On Tue, Apr 10, 2018 at 5:50 PM Richard W.M. Jones <rjo...@redhat.com>
> On Tue, Apr 10, 2018 at 02:07:33PM +0000, Nir Soffer wrote:
> > This makes sense if the device is backed by a block device on oVirt side,
> > and the NBD support efficient zeroing. But in this case the device is
> > by an empty sparse file on NFS, and oVirt does not support yet efficient
> > zeroing, we just write zeros manually.
> > I think should be handled on virt-v2v plugin side. When zeroing a file
> > image,
> > you can ignore zero requests after the highest write offset, since the
> > plugin
> > created a new image, and we know that the image is empty.
> > When the destination is a block device we cannot avoid zeroing since a
> > device may contain junk data (we usually get dirty empty images from our
> > local
> > xtremio server).
> (Off topic for qemu-block but ...) We don't have enough information
> at our end to know about any of this.
Can't use use this logic in the oVirt plugin?
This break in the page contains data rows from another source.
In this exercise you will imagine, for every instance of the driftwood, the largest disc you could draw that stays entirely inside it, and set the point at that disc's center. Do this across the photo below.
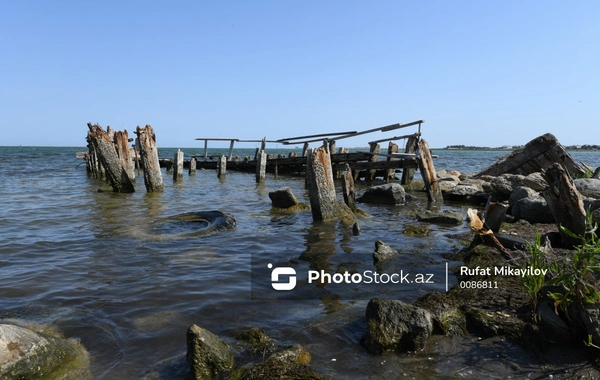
(146, 145)
(107, 154)
(565, 203)
(535, 156)
(427, 171)
(477, 225)
(321, 188)
(408, 174)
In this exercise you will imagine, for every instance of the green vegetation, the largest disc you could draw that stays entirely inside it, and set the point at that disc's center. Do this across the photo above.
(574, 275)
(533, 284)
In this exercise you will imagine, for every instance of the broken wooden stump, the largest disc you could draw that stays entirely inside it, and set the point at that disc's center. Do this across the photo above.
(146, 145)
(107, 154)
(178, 166)
(261, 166)
(427, 171)
(408, 174)
(391, 173)
(535, 156)
(477, 225)
(565, 203)
(348, 187)
(221, 166)
(192, 169)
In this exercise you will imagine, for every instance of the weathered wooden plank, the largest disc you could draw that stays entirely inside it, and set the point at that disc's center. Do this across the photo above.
(427, 171)
(107, 154)
(565, 203)
(146, 145)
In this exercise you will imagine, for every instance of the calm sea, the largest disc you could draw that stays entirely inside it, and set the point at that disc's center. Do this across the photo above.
(88, 264)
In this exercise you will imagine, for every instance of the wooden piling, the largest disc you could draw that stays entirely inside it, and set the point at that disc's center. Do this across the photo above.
(321, 188)
(222, 166)
(107, 154)
(391, 173)
(146, 140)
(178, 166)
(374, 148)
(408, 174)
(348, 187)
(192, 169)
(121, 140)
(261, 166)
(427, 171)
(565, 203)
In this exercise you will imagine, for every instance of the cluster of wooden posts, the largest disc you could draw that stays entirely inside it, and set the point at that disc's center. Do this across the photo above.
(110, 157)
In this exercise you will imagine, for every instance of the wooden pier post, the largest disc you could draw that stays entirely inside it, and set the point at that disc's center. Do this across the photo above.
(348, 187)
(146, 140)
(221, 166)
(427, 171)
(408, 174)
(192, 170)
(121, 140)
(261, 166)
(178, 166)
(107, 154)
(321, 188)
(375, 148)
(391, 174)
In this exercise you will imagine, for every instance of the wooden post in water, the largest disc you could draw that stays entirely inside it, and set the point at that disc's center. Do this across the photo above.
(565, 203)
(321, 188)
(221, 166)
(121, 140)
(146, 140)
(178, 166)
(348, 188)
(427, 171)
(261, 166)
(192, 170)
(408, 174)
(375, 148)
(107, 154)
(391, 174)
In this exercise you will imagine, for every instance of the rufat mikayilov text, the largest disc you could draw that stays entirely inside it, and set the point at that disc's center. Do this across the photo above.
(504, 270)
(369, 277)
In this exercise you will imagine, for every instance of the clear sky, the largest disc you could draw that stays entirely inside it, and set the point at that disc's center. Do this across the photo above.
(482, 72)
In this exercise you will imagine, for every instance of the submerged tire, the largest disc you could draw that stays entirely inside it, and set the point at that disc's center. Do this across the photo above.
(193, 224)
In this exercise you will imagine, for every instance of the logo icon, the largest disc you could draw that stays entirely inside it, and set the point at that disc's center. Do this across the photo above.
(283, 271)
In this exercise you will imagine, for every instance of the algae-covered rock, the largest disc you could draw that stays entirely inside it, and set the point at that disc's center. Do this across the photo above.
(207, 354)
(396, 326)
(25, 354)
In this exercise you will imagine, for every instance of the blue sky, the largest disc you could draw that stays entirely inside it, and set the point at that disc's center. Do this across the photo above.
(485, 73)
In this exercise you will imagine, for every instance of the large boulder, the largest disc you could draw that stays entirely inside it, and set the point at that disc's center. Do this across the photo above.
(533, 209)
(588, 187)
(207, 354)
(25, 354)
(390, 194)
(396, 326)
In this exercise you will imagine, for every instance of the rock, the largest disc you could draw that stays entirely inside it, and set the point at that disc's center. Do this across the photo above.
(383, 252)
(533, 209)
(390, 193)
(283, 198)
(588, 187)
(520, 193)
(355, 229)
(506, 183)
(440, 217)
(25, 354)
(535, 181)
(396, 326)
(461, 193)
(207, 354)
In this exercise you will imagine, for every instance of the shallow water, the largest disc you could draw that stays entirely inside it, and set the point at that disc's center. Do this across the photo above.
(92, 264)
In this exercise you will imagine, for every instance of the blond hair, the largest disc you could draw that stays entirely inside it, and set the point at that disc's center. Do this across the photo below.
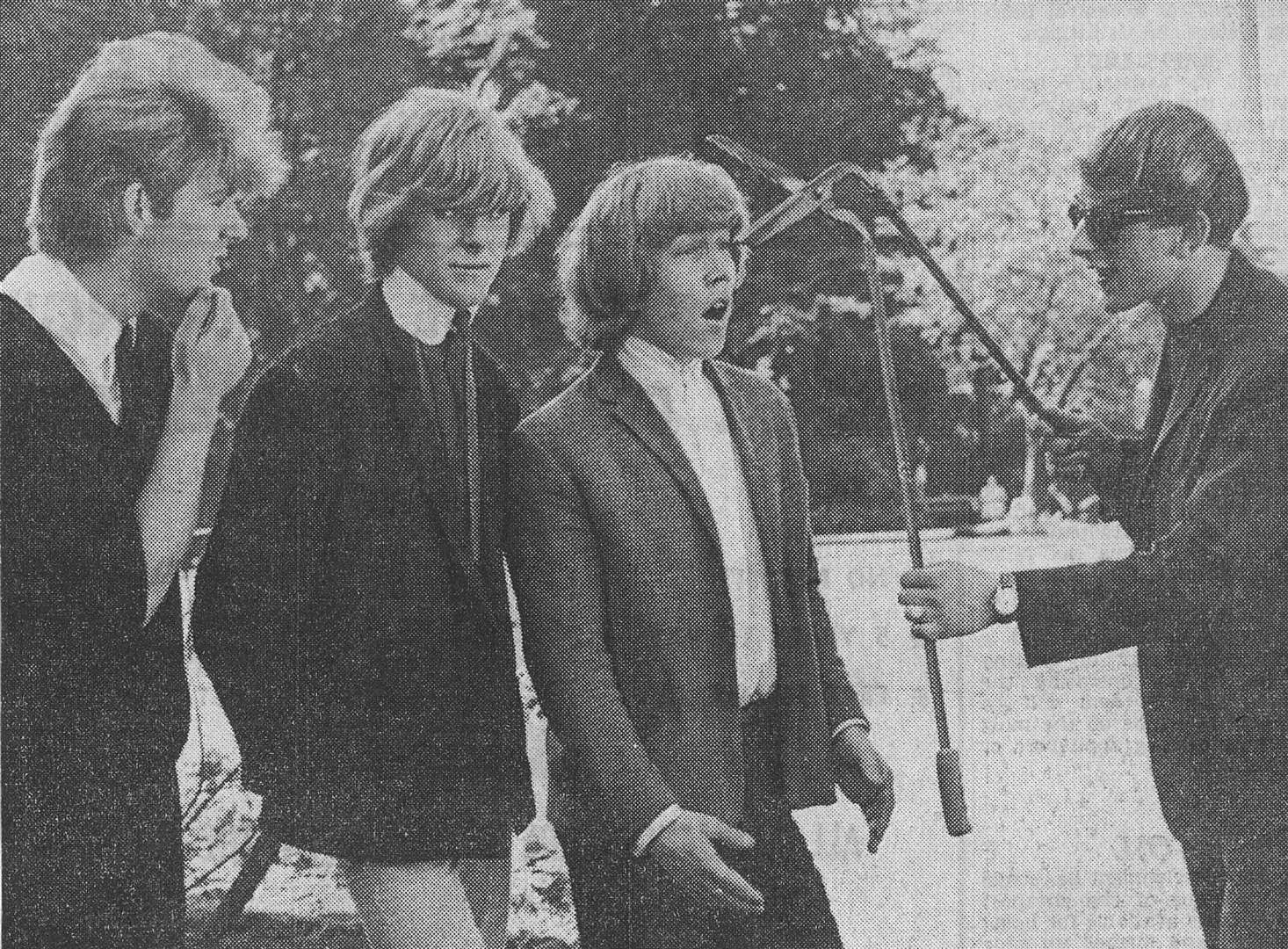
(147, 111)
(451, 152)
(638, 210)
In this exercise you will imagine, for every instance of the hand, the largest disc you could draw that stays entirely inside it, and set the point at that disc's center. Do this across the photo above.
(1086, 453)
(948, 599)
(684, 851)
(865, 779)
(212, 349)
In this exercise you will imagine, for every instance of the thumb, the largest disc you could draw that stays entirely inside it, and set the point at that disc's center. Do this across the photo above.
(917, 580)
(720, 832)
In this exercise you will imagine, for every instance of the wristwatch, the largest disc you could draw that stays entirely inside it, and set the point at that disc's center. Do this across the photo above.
(1006, 600)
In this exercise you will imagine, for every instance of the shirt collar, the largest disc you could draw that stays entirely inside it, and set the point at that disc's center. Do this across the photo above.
(415, 309)
(655, 366)
(80, 325)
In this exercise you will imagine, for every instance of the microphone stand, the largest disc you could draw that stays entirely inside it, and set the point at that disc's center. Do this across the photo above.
(873, 204)
(948, 760)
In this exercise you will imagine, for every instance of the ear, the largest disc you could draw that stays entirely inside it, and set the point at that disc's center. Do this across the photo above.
(137, 207)
(1196, 232)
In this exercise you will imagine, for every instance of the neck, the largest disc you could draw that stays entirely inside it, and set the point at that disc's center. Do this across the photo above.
(1191, 293)
(111, 285)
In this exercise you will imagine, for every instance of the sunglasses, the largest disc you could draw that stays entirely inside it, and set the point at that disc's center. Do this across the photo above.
(1104, 223)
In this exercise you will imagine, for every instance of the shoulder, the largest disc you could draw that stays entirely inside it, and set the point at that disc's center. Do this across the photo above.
(759, 392)
(27, 351)
(576, 407)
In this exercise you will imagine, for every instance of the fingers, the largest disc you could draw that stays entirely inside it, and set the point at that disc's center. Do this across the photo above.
(720, 832)
(729, 887)
(878, 811)
(917, 580)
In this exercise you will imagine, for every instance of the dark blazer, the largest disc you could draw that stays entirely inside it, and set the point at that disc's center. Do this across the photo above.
(96, 703)
(626, 616)
(369, 675)
(1205, 592)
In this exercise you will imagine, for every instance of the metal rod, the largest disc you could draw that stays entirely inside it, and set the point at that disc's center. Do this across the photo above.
(948, 763)
(875, 195)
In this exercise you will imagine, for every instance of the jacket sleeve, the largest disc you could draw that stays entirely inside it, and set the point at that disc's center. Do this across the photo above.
(251, 587)
(843, 702)
(1224, 561)
(558, 583)
(74, 572)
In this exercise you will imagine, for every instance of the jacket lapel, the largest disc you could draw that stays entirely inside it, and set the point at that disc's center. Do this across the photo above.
(757, 448)
(630, 404)
(419, 440)
(1205, 359)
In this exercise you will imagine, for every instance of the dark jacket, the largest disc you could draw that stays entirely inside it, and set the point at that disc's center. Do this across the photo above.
(1205, 592)
(371, 689)
(96, 703)
(626, 614)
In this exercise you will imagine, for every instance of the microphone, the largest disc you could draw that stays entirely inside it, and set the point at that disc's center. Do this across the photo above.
(807, 199)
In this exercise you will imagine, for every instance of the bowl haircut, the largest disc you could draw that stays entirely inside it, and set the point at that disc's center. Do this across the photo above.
(146, 110)
(444, 151)
(638, 212)
(1169, 158)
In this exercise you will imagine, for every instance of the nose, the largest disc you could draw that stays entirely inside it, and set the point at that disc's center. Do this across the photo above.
(235, 224)
(726, 267)
(1081, 245)
(474, 232)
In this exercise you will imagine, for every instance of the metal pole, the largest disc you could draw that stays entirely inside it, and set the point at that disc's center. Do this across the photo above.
(947, 760)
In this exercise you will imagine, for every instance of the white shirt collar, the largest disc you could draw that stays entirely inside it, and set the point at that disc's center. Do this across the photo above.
(655, 366)
(80, 325)
(417, 310)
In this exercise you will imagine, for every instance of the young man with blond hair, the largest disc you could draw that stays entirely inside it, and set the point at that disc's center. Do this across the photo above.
(665, 572)
(116, 353)
(353, 609)
(1202, 493)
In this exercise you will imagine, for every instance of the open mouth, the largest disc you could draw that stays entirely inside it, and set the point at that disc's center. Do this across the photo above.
(718, 312)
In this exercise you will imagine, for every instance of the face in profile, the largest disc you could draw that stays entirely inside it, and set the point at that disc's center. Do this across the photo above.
(688, 288)
(453, 254)
(1132, 251)
(182, 252)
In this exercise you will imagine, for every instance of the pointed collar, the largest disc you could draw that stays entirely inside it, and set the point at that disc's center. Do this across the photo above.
(415, 309)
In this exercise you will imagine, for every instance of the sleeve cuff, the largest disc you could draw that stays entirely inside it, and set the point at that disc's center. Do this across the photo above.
(652, 830)
(850, 722)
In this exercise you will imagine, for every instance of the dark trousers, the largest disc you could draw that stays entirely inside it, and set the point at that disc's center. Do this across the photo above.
(96, 865)
(627, 904)
(1241, 890)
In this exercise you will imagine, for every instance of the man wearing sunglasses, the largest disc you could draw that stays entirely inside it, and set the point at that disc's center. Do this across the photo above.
(1202, 493)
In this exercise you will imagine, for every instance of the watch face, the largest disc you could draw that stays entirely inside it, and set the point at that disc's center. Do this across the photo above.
(1006, 602)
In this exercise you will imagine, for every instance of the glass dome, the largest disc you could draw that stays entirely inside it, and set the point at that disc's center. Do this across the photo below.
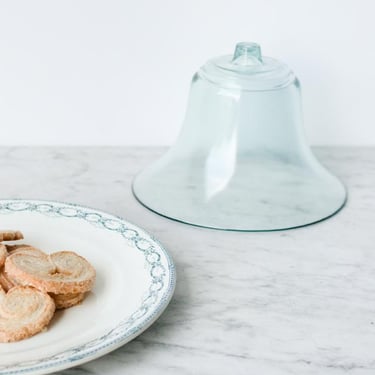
(241, 161)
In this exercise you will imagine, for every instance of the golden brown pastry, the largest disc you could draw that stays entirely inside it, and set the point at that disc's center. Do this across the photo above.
(24, 311)
(10, 235)
(63, 272)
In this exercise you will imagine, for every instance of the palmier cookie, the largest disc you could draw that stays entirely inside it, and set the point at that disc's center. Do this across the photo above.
(24, 311)
(64, 301)
(5, 282)
(3, 254)
(59, 273)
(10, 235)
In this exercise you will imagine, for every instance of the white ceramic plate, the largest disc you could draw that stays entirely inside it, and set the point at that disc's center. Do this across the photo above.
(135, 282)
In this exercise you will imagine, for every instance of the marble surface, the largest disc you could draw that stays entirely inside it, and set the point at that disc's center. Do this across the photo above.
(290, 302)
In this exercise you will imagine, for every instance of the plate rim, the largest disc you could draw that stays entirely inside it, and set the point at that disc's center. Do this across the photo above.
(115, 343)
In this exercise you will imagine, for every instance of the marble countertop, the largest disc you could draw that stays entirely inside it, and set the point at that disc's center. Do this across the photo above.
(292, 302)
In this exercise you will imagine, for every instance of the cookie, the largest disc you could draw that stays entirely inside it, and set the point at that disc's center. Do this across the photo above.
(5, 282)
(24, 311)
(63, 272)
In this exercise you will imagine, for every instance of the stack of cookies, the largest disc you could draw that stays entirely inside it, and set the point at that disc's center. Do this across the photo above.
(34, 284)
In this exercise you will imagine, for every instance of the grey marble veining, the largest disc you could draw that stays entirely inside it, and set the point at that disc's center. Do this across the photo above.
(291, 302)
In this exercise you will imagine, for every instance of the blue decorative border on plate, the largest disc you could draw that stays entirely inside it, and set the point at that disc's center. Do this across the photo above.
(130, 327)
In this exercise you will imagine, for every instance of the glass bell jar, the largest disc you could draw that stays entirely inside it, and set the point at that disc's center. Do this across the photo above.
(241, 161)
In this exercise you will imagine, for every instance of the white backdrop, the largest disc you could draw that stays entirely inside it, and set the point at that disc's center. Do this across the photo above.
(118, 72)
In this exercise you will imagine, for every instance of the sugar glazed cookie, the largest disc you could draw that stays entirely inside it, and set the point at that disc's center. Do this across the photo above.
(24, 311)
(34, 284)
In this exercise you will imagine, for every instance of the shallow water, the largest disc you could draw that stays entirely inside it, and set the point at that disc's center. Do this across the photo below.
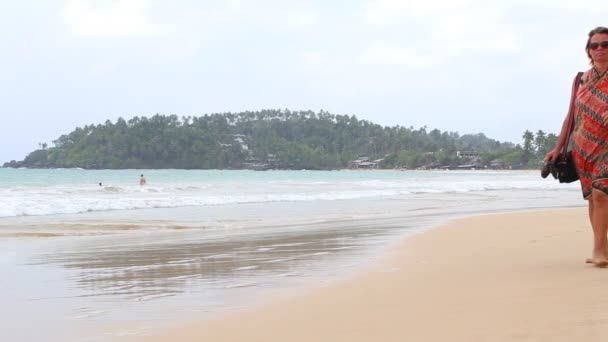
(105, 274)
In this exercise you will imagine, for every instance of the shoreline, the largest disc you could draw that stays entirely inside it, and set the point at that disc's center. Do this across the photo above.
(517, 276)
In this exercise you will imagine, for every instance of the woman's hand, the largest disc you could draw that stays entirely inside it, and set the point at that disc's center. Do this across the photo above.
(551, 156)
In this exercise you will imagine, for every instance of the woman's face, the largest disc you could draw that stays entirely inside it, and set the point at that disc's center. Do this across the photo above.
(598, 48)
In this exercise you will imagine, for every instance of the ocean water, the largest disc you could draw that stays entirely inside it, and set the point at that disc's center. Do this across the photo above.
(85, 262)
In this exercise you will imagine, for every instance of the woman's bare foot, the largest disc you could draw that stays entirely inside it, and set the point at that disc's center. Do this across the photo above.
(598, 259)
(590, 260)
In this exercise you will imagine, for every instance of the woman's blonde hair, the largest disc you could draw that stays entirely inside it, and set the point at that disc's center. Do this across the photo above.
(599, 29)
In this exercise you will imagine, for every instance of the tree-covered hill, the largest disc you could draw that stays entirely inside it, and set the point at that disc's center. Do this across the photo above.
(266, 138)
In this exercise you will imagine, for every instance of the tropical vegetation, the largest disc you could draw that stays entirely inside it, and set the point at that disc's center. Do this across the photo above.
(275, 139)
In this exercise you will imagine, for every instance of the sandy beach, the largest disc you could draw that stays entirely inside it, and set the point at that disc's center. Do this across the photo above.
(499, 277)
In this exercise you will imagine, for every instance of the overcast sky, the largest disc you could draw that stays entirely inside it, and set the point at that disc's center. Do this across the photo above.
(467, 66)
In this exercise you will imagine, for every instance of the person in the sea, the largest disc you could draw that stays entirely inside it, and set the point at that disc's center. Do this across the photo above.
(590, 141)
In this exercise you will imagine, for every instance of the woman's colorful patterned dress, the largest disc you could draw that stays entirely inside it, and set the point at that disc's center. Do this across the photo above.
(590, 135)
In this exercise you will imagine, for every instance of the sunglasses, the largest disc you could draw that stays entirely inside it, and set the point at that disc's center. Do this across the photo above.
(595, 46)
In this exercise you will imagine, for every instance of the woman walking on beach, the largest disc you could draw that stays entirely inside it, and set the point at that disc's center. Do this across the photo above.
(590, 141)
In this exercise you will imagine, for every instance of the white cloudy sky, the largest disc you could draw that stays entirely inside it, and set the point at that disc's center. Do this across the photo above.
(469, 66)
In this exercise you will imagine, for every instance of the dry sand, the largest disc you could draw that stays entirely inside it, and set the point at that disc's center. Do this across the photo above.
(504, 277)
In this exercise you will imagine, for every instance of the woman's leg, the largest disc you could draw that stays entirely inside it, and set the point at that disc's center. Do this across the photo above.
(598, 214)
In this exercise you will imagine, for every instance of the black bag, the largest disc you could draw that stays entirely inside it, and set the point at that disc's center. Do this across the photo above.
(563, 169)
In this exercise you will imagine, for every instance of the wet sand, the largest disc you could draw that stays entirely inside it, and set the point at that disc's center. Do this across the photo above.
(499, 277)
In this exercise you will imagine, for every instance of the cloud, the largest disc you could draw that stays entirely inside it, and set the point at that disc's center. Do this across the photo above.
(393, 54)
(110, 20)
(300, 17)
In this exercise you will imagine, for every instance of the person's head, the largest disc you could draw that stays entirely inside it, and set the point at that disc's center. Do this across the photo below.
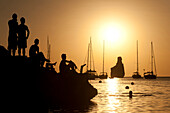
(63, 56)
(36, 41)
(14, 16)
(119, 59)
(22, 20)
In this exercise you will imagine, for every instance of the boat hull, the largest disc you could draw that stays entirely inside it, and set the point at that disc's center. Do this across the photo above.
(150, 76)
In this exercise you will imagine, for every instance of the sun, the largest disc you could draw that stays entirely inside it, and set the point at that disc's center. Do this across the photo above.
(113, 33)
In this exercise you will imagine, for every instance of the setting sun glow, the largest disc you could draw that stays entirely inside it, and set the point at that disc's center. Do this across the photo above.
(113, 33)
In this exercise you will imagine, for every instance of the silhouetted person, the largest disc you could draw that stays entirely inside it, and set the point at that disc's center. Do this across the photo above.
(36, 56)
(130, 94)
(12, 38)
(118, 69)
(23, 34)
(66, 67)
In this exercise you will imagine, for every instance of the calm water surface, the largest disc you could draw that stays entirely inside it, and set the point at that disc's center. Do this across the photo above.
(149, 96)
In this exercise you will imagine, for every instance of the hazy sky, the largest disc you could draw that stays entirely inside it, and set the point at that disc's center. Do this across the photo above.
(71, 23)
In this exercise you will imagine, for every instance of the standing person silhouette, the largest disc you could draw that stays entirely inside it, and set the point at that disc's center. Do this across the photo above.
(12, 37)
(23, 34)
(37, 57)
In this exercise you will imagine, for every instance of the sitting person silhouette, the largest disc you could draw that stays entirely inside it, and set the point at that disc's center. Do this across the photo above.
(66, 66)
(23, 34)
(36, 56)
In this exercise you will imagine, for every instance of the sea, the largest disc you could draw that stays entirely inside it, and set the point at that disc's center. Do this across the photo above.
(148, 96)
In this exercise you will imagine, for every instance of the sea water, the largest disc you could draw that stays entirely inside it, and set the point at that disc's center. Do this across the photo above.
(149, 96)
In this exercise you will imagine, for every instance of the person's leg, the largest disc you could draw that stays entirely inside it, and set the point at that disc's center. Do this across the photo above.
(10, 52)
(14, 52)
(19, 51)
(23, 51)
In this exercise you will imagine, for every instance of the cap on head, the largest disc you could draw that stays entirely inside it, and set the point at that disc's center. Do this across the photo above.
(22, 20)
(14, 15)
(36, 41)
(63, 56)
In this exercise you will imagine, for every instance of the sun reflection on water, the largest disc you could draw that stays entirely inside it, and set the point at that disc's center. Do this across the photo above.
(113, 90)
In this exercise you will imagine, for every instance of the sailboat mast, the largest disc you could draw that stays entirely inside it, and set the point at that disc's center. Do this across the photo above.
(48, 48)
(88, 57)
(154, 63)
(103, 55)
(137, 57)
(151, 57)
(90, 53)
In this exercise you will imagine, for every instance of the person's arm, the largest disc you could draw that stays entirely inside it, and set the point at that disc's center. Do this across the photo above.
(28, 32)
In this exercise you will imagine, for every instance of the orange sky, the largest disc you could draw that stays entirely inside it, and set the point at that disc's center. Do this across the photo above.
(71, 23)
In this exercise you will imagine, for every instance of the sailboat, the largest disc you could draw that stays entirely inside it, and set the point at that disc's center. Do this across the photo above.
(103, 75)
(91, 73)
(136, 74)
(151, 74)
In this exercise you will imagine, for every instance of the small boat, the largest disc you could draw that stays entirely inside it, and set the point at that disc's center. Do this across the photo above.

file based storage -> skip initial zeroing
block based storage -> use initial zeroing
Do you think that publishing disk capabilities in the sdk will solve this?
> > > The problem is that the NBD block driver has max_pwrite_zeroes = 32 MB,
> > > so it's not that efficient after all. I'm not sure if there is a real
> > > reason for this, but Eric should know.
> > >
> > We support zero with unlimited size without sending any payload to oVirt,
> > so
> > there is no reason to limit zero request by max_pwrite_zeros. This limit
> > make sense when zero is emulated using pwrite.
> Yes, this seems wrong, but I'd want Eric to comment.
> > > > However, since you suggest that we could use "trim" request for these
> > > > requests, it means that these requests are advisory (since trim is),
> > > > we can just ignore them if the server does not support trim.
> > >
> > > What qemu-img sends shouldn't be a NBD_CMD_TRIM request (which is
> > > advisory), but a NBD_CMD_WRITE_ZEROES request. qemu-img relies on the
> > > image actually being zeroed after this.
> > >
> > So it seems that may_trim=1 is wrong, since trim cannot replace zero.
> Note that the current plugin ignores may_trim. It is not used at all,
> so it's not relevant to this problem.
> However this flag actually corresponds to the inverse of
> NBD_CMD_FLAG_NO_HOLE which is defined by the NBD spec as:
> bit 1, NBD_CMD_FLAG_NO_HOLE; valid during
> NBD_CMD_WRITE_ZEROES. SHOULD be set to 1 if the client wants to
> ensure that the server does not create a hole. The client MAY send
> NBD_CMD_FLAG_NO_HOLE even if NBD_FLAG_SEND_TRIM was not set in the
> transmission flags field. The server MUST support the use of this
> flag if it advertises NBD_FLAG_SEND_WRITE_ZEROES. *
> qemu-img convert uses NBD_CMD_WRITE_ZEROES and does NOT set this flag
> (hence in the plugin we see may_trim=1), and I believe that qemu-img
> is correct because it doesn't want to force preallocation.
So once oVirt will support efficient zeroing, this flag may be translated to
(for file based storage):
may_trim=1 -> fallocate(FALLOC_FL_PUNCH_HOLE | FALLOC_FL_KEEP_SIZE)
may_trim=0 -> fallocate(FALLOC_FL_ZERO_RANGE | FALLOC_FL_KEEP_SIZE)
We planed to choose this by default on oVirt side, based on disk type. For
disk we never want to use FALLOC_FL_PUNCH_HOLE, and for sparse disk we
want to use FALLOC_FL_PUNCH_HOLE unless it is not supported.
Seems that we need to add a "trim" or "punch_hole" flag to the PATCH/zero
so you can hint oVirt how do you want to zero. oVirt will choose what to do
on storage type (file/block), user request(trim/notrim), and disk type
I think we can start the use this flag when we publish the "trim" feature.